Aqui no Brasil, mesmo trinta anos depois do lançamento de seu livro, temos uma grande jornada
rumo a essa libertação. O fato de as redes sociais darem voz para todos (BOSCO, 2017) e
estarem cada vez mais em evidência no Brasil, em especial nesse momento da covid-19, está
propiciando reflexões por parte de brancos e negros. Nos últimos anos está sendo construído
pelas novas gerações negras um orgulho de ser negro e assim de sua negritude.
Nos últimos anos também, seja por motivo financeiro, seja pela conscientização, se observa,
nas novelas globais a presença de cada vez mais personagens negros que não são
subalternizados e também a reflexão sobre os efeitos do racismo na sociedade, por exemplo,
Amor de Mãe (2020), O outro lado do paraíso (2019), Malhação – Viva a Diferença (2017-
18). Da mesma forma, com o aumento da presença de pessoas negras como destaque nas
propagandas, contudo, o caminho da construção de uma nova imagem do negro no Brasil será
longo.
Em 2019, a Netflix lançou o seriado Irmandade em que o negro ainda é visto como
criminalizado e mesmo os personagens negros que não eram acabam se tornando, além de
mostrar o homem negro como violento. O mesmo ocorre no seriado Homens?, disponível na
Amazon Prime Video, em que o personagem negro tem sua alcunha no diminutivo enquanto o
branco não. Além disso, ele é mais associado que os outros a sua potência sexual, chegando,
inclusive, a ser objeto sexual e é o único dos amigos sem vínculo afetivo com ninguém.
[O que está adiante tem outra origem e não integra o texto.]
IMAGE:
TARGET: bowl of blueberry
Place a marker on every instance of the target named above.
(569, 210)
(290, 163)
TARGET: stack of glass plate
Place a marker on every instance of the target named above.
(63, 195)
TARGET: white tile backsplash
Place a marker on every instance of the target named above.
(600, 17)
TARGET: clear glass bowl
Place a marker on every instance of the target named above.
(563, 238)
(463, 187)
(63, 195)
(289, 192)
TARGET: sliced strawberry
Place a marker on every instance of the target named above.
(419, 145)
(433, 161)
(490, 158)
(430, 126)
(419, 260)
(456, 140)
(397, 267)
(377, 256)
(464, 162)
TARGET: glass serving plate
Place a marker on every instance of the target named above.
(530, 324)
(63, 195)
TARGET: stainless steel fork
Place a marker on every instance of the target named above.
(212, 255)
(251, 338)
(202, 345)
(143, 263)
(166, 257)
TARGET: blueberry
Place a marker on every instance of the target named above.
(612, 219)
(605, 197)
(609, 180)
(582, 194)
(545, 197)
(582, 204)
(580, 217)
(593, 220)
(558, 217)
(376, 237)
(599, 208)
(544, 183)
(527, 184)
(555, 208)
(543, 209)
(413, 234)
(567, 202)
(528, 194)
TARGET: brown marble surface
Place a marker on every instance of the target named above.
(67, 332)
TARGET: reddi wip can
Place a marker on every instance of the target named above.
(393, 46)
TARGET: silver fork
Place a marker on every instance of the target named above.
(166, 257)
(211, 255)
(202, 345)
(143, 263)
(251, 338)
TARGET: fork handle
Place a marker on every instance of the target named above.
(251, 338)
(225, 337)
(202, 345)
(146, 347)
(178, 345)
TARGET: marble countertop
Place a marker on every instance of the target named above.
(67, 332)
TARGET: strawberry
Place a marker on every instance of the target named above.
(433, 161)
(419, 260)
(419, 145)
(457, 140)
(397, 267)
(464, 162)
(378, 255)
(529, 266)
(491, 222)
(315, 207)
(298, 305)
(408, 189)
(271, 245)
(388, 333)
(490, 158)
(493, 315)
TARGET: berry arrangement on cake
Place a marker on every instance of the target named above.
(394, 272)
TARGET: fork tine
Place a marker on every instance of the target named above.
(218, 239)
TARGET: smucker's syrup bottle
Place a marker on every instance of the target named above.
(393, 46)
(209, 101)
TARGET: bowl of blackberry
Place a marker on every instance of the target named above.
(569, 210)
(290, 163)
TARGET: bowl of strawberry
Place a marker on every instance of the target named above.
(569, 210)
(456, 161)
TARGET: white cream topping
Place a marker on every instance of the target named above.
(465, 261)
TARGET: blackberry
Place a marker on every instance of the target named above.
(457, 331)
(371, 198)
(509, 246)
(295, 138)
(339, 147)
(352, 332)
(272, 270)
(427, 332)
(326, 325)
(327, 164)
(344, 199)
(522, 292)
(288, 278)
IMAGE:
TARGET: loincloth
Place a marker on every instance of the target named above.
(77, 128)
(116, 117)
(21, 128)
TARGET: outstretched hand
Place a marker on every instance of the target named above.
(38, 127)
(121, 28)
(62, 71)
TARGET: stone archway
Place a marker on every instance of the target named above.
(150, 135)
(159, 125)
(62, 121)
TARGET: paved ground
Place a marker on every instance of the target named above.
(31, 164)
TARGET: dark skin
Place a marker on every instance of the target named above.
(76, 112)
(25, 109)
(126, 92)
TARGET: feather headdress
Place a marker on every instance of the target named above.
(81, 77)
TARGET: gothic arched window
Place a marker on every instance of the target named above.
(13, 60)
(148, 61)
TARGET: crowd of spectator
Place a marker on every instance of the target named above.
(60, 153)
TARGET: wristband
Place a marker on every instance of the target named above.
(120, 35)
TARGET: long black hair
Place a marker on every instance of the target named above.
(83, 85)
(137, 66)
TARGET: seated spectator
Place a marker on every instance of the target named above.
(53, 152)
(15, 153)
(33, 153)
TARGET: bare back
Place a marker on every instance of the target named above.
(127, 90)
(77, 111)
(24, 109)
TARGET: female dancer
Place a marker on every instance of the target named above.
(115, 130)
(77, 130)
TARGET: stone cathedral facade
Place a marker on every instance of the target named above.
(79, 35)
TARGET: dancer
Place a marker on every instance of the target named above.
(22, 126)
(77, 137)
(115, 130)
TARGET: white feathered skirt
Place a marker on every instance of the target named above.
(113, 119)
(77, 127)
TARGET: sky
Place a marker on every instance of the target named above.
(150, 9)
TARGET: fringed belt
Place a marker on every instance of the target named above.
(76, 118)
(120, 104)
Entretanto, a terceira temporada, lançada em 2020, mostra um rumo um pouco diferente para a
história.
Notamos que estamos rumando para a construção de novas representações do negro em
sociedade, por meio de discussões e reflexões de pessoas na academia, na mídia e de pessoas
comuns, mas, como mencionei anteriormente, sabemos que será um longo caminho.